肺炎になるとガス交換をする機能が、肺の一部、若しくは広い範囲で失われてしまい、それを補おうと呼吸の回数が多くなります。事前に、愛猫のいつもの呼吸回数を知っておくと、早くから呼吸の変化に気付くことができます。猫の正常な呼吸回数は、1分間に20~40回程度です。特に眠っている時など安静時の呼吸回数は日頃からチェックしておくとよいでしょう。また、いつもはおもちゃで活発に遊んだり走り回っていた猫が、すぐに疲れて座り込んでしまったり、キャットタワーなど高いところに身軽にジャンプできなくなったような場合も注意が必要です。

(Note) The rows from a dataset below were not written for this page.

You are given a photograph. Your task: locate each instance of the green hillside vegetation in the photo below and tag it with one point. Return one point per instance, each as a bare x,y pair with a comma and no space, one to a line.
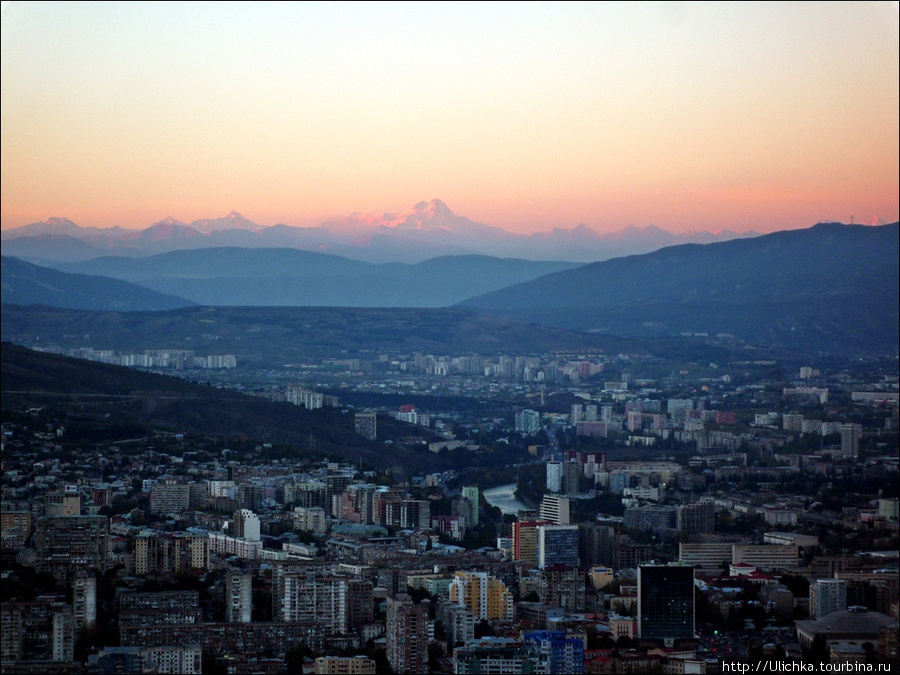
27,284
100,401
830,288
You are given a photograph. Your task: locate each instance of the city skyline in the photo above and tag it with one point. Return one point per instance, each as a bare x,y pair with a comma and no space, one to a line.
742,117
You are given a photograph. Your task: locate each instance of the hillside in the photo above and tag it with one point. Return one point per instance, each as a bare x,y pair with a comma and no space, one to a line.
273,336
233,276
27,284
830,288
97,396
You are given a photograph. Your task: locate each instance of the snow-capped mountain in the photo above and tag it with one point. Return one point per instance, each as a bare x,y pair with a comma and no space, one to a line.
427,230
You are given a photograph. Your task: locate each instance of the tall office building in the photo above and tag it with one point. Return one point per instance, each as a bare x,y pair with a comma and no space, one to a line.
406,633
554,476
84,602
665,601
557,545
827,596
555,652
246,525
525,540
472,493
483,595
555,508
238,596
850,435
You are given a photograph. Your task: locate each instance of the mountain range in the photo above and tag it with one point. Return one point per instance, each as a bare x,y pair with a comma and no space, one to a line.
830,288
427,230
27,284
290,277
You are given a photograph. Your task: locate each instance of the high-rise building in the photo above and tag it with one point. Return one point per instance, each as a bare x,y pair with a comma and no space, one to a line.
66,544
84,602
483,595
64,503
557,545
528,422
525,540
555,508
696,517
563,587
458,622
310,594
827,596
554,476
555,652
238,596
246,525
366,424
472,493
406,633
850,435
665,601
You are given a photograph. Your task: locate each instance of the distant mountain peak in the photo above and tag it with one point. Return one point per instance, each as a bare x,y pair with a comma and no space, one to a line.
60,222
230,221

猫は、口を開けて呼吸をしていたり、横に寝られず、うつ伏せの状態で首を伸ばして呼吸をしている場合はとても苦しく、緊急性が高い状況です。その場合は、すぐに動物病院へ連れて行きましょう。

また猫は、痛みや心臓病、その他の内臓疾患、呼吸器疾患でも呼吸が速くなる場合があります。この場合もしばらく様子を見るのではなく、早めに動物病院に相談しましょう。

咳やくしゃみ

肺炎で見られる咳は、痰がからんだような湿った咳が一般的です。しかし、猫の場合、犬と比べて、発咳が少なく目立たないので、気づくのが難しいです。咳があまり出ないからといって、安心しないようにしましょう。また、猫は鼻や気管などに感染するウイルス感染症が悪化して、肺炎に進行することがあります。その場合、くしゃみや鼻水の症状が最初に見られるので、悪化を防ぐために、早めに受診して治療を受けましょう。また、後述する「誤嚥性肺炎」では、突然の咳の後に、急激に呼吸状態が悪化する場合があるので注意が必要です。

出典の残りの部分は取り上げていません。